Pendidikan sekuler yang diterapkan lebih menekankan pada aspek akademis dan pengembangan karier, tetapi mengabaikan aspek moral dan spiritual. Akibatnya, remaja tumbuh tanpa fondasi moral yang kuat, dan mereka mudah terpengaruh gaya hidup yang cenderung individualistis dan hedonis.
Selain itu, kondisi ekonomi yang sulit juga memperburuk situasi. Ketika kepala keluarga kesulitan mencari nafkah, beban mencari penghasilan sering kali jatuh pada ibu. Hal ini membuat para ibu kehilangan peran utama mereka dalam mendidik dan mendampingi anak-anaknya, terutama remaja. Lingkungan sosial yang minim empati dan perhatian kolektif hanya memperparah keadaan, karena kontrol sosial yang sebelumnya ada kini semakin hilang. Kombinasi faktor-faktor ini membuat remaja semakin rentan terjerumus dalam tindakan kriminal.
Sayangnya, negara belum serius dalam mengatasi akar permasalahan ini. Penanganan yang dilakukan cenderung setengah hati dan kurang menekankan efek jera yang tegas, sehingga remaja pelaku kriminal sering kali merasa bahwa mereka akan lolos dari hukuman berat.
Akibatnya, kasus-kasus kriminalitas remaja terus bermunculan dan bahkan cenderung meningkat.
Islam menawarkan solusi menyeluruh yang berfokus pada pembentukan akidah dan karakter remaja sejak dini. Dalam pendidikan Islam, remaja dididik untuk mengenal dan takut kepada Allah, memiliki tanggung jawab moral, dan memiliki kesadaran untuk menjauhi perilaku menyimpang.
Nilai-nilai akidah ini diyakini akan membentuk remaja menjadi individu yang bermanfaat bagi agama dan negara.
Penting juga bahwa keluarga dalam pandangan Islam memiliki peran penting dalam mendidik anak.

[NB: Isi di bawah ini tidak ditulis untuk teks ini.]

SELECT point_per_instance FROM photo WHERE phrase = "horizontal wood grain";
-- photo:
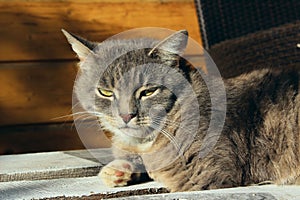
(31, 30)
(35, 92)
(30, 138)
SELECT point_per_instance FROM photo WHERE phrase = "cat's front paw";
(116, 173)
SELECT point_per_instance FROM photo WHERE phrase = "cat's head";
(131, 85)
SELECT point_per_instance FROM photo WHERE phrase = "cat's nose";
(127, 117)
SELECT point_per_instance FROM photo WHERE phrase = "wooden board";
(48, 137)
(31, 30)
(36, 92)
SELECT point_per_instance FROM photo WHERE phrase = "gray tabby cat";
(149, 101)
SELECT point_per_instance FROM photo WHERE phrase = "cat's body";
(260, 140)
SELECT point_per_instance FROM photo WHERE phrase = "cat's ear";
(175, 43)
(79, 45)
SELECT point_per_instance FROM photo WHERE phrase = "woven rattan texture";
(228, 19)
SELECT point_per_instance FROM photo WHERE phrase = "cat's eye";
(105, 93)
(149, 92)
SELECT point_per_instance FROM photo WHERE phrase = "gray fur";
(260, 140)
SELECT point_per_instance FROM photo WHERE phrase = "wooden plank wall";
(37, 66)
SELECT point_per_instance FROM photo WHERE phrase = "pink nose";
(127, 117)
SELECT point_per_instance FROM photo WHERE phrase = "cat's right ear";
(79, 45)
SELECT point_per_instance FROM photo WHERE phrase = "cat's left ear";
(175, 43)
(79, 45)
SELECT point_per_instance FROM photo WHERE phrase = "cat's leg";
(117, 173)
(124, 170)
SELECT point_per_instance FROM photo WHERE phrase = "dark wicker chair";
(245, 35)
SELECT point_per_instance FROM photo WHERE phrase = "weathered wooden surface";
(53, 165)
(30, 30)
(34, 176)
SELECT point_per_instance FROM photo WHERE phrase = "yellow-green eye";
(147, 93)
(105, 93)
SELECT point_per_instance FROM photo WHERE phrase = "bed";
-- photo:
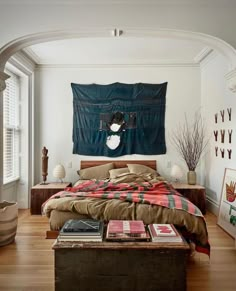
(130, 190)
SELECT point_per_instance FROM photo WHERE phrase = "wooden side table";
(195, 193)
(40, 193)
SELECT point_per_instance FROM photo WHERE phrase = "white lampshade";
(59, 172)
(176, 173)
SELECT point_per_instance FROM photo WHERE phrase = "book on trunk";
(82, 227)
(164, 233)
(126, 230)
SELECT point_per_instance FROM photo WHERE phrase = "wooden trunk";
(120, 266)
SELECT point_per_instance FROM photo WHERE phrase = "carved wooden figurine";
(230, 135)
(222, 113)
(229, 153)
(229, 113)
(222, 153)
(222, 132)
(216, 134)
(44, 164)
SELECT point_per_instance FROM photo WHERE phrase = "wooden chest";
(126, 266)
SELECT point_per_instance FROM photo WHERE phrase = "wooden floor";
(28, 264)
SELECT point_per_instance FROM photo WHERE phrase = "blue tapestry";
(119, 119)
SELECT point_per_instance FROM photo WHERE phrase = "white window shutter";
(11, 129)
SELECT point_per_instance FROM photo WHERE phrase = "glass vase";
(192, 177)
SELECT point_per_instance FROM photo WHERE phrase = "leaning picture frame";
(227, 213)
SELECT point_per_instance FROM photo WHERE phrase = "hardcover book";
(82, 227)
(80, 238)
(126, 230)
(164, 233)
(126, 226)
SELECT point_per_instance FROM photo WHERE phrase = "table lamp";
(59, 172)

Seorang ibu diharapkan dapat fokus mendampingi anak-anaknya tanpa beban tambahan sebagai pencari nafkah, sehingga perhatian dan kasih sayangnya sepenuhnya tercurahkan pada keluarga.
Dengan kondisi keluarga yang harmonis dan berlandaskan nilai-nilai Islam, remaja akan tumbuh dalam lingkungan yang penuh perhatian dan bimbingan.

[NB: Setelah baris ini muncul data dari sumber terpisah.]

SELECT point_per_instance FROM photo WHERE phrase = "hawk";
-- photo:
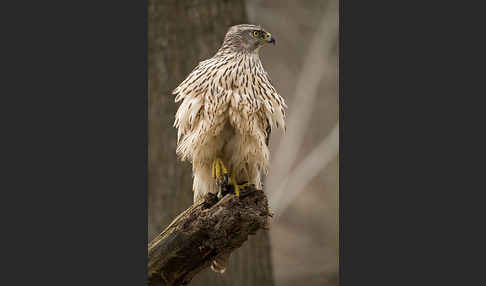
(229, 107)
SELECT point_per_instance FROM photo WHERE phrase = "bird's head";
(246, 37)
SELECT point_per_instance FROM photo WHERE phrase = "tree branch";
(202, 232)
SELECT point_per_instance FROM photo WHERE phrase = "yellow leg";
(220, 173)
(219, 169)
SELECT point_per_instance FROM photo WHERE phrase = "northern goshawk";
(229, 107)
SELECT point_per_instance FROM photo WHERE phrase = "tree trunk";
(180, 35)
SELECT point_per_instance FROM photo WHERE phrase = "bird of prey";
(229, 107)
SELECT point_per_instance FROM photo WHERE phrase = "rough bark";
(202, 232)
(180, 35)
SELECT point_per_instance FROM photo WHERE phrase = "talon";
(220, 173)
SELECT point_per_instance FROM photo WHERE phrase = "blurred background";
(302, 243)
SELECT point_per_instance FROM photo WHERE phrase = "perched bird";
(229, 107)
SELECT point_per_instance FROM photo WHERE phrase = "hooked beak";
(269, 38)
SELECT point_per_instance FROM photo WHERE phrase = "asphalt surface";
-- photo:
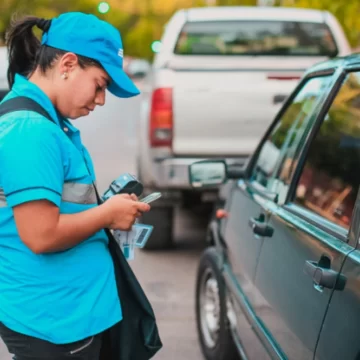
(168, 277)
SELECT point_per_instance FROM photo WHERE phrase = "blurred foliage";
(346, 11)
(142, 21)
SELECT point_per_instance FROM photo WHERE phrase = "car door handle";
(261, 228)
(279, 99)
(326, 278)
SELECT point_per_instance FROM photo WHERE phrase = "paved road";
(167, 276)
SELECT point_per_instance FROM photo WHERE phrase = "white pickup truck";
(216, 84)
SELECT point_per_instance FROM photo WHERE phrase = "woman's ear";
(68, 63)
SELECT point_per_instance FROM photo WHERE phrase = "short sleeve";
(31, 161)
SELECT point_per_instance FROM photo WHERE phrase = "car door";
(300, 265)
(246, 229)
(340, 335)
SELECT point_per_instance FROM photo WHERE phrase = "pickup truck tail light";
(161, 118)
(283, 77)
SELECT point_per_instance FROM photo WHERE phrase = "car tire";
(161, 218)
(212, 323)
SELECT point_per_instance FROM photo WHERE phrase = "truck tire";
(212, 322)
(162, 219)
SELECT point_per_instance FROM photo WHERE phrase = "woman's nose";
(100, 99)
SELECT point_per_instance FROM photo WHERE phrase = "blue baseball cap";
(87, 35)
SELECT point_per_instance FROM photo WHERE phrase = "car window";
(274, 162)
(330, 178)
(256, 37)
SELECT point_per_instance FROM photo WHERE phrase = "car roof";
(345, 62)
(254, 13)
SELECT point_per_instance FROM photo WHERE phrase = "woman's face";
(80, 90)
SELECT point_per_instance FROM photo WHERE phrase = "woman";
(57, 289)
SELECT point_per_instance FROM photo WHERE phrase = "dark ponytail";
(26, 52)
(23, 46)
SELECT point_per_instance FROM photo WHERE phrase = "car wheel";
(211, 311)
(161, 218)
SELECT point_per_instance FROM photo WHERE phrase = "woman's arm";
(43, 229)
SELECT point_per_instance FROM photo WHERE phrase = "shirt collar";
(23, 87)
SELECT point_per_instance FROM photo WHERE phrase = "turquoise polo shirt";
(65, 296)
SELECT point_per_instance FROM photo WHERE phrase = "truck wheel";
(162, 220)
(211, 311)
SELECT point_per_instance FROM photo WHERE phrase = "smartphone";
(150, 198)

Selain itu, Islam menerapkan sanksi yang tegas bagi pelaku tindak kriminal, termasuk remaja.
Dalam pandangan Islam, usia balig adalah usia di mana individu sudah dianggap bertanggung jawab secara penuh atas tindakannya.
Sanksi yang tegas terhadap remaja ini bukan bertujuan untuk menghukum semata, tetapi juga untuk mencegah pelaku muda lainnya agar tidak tergoda melakukan tindakan kriminal serupa.

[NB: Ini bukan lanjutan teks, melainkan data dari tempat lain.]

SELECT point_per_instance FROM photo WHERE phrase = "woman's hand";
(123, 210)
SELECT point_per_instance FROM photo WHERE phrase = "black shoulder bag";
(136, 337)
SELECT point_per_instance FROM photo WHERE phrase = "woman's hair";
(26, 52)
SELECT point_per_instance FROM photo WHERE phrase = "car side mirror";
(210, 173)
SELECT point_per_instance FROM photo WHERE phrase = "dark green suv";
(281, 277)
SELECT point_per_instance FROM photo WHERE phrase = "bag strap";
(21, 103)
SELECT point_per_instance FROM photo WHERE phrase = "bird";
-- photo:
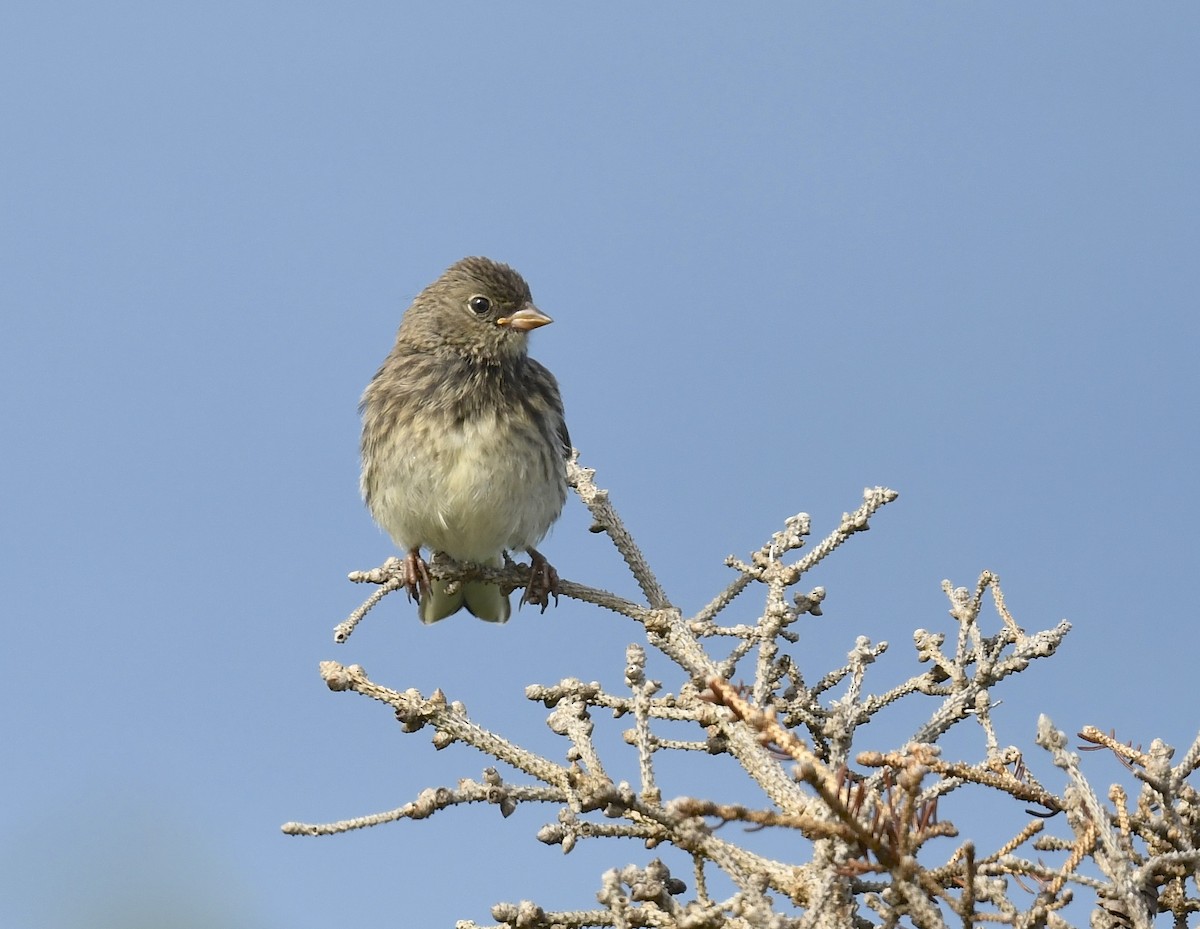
(465, 442)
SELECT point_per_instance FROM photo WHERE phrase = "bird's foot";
(417, 575)
(543, 581)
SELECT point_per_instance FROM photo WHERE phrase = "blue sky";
(791, 251)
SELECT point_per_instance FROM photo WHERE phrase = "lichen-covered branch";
(874, 820)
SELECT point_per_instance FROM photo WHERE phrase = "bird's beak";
(523, 319)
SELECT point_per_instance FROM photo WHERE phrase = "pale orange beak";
(523, 319)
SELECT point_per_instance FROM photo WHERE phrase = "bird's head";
(479, 309)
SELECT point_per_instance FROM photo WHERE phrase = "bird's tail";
(481, 599)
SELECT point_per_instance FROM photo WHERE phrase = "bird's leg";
(417, 575)
(543, 581)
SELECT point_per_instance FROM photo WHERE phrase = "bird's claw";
(543, 582)
(417, 575)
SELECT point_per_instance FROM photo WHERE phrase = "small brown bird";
(463, 439)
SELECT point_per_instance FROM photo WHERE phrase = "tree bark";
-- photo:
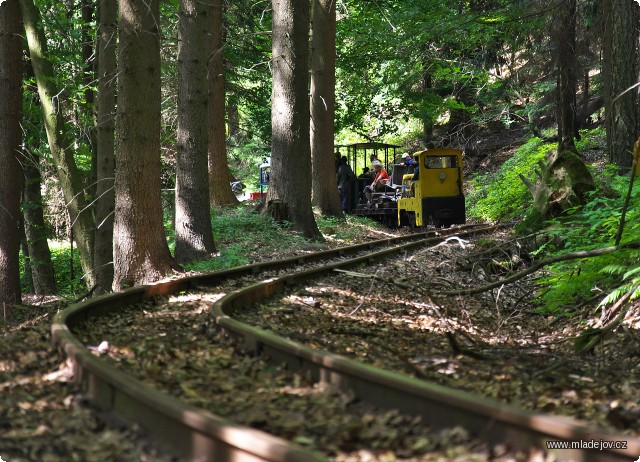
(219, 176)
(621, 73)
(44, 282)
(290, 181)
(60, 140)
(140, 249)
(105, 156)
(323, 84)
(567, 63)
(10, 139)
(194, 236)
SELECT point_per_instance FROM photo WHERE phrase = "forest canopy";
(83, 96)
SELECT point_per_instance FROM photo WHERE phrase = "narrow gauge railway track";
(186, 429)
(198, 434)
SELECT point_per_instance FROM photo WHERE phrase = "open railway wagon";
(359, 157)
(432, 195)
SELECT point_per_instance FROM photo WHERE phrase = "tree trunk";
(323, 84)
(620, 74)
(105, 157)
(10, 138)
(88, 77)
(290, 180)
(44, 282)
(141, 253)
(194, 236)
(60, 140)
(567, 62)
(219, 176)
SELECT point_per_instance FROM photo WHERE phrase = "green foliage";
(503, 195)
(593, 226)
(69, 284)
(241, 233)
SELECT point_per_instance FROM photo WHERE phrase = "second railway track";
(197, 434)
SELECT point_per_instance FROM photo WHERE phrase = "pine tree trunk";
(290, 181)
(220, 192)
(194, 236)
(10, 138)
(621, 72)
(105, 157)
(567, 63)
(323, 83)
(141, 253)
(60, 140)
(44, 282)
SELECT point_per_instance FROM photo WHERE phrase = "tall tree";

Negara dalam sistem Islam juga bertanggung jawab dalam menyediakan akses pendidikan yang berkualitas dan lapangan pekerjaan yang layak bagi warganya.
Dengan demikian, para ayah dapat memenuhi kebutuhan keluarga, sementara para ibu dapat sepenuhnya berperan dalam mendampingi perkembangan anak. Lingkungan masyarakat yang sesuai dengan fitrah manusia akan terbentuk, sehingga menciptakan suasana yang kondusif bagi perkembangan mental dan moral remaja.
Pendekatan restorative justice mungkin memiliki tujuan yang baik, namun efektivitasnya dalam menekan angka kriminalitas remaja patut dikaji ulang.
Untuk menekan kasus kriminalitas remaja, dibutuhkan pendekatan yang lebih menyeluruh, yang tidak hanya berfokus pada pemulihan hubungan sosial, tetapi juga pada penanaman nilai agama, dukungan keluarga, serta pemberian sanksi yang tegas. Implementasi nilai-nilai Islam dalam pendidikan, keluarga, dan hukum diharapkan dapat membentuk generasi yang taat, berintegritas, dan bertanggung jawab.
Semua ini akan terwujud jika Islam tidak hanya dijadikan sebuah agama ritual semata, Islam adalah sistem kehidupan yang dapat diadopsi oleh negara.
Negara Islam dapat mencegah tindak kriminal sedari dini tanpa menunggu adanya korban terlebih dahulu.
Karena fitrah manusia adalah lemah dan terbatas maka Allah turunkan Islam sebagai pedoman hidup yang sempurna.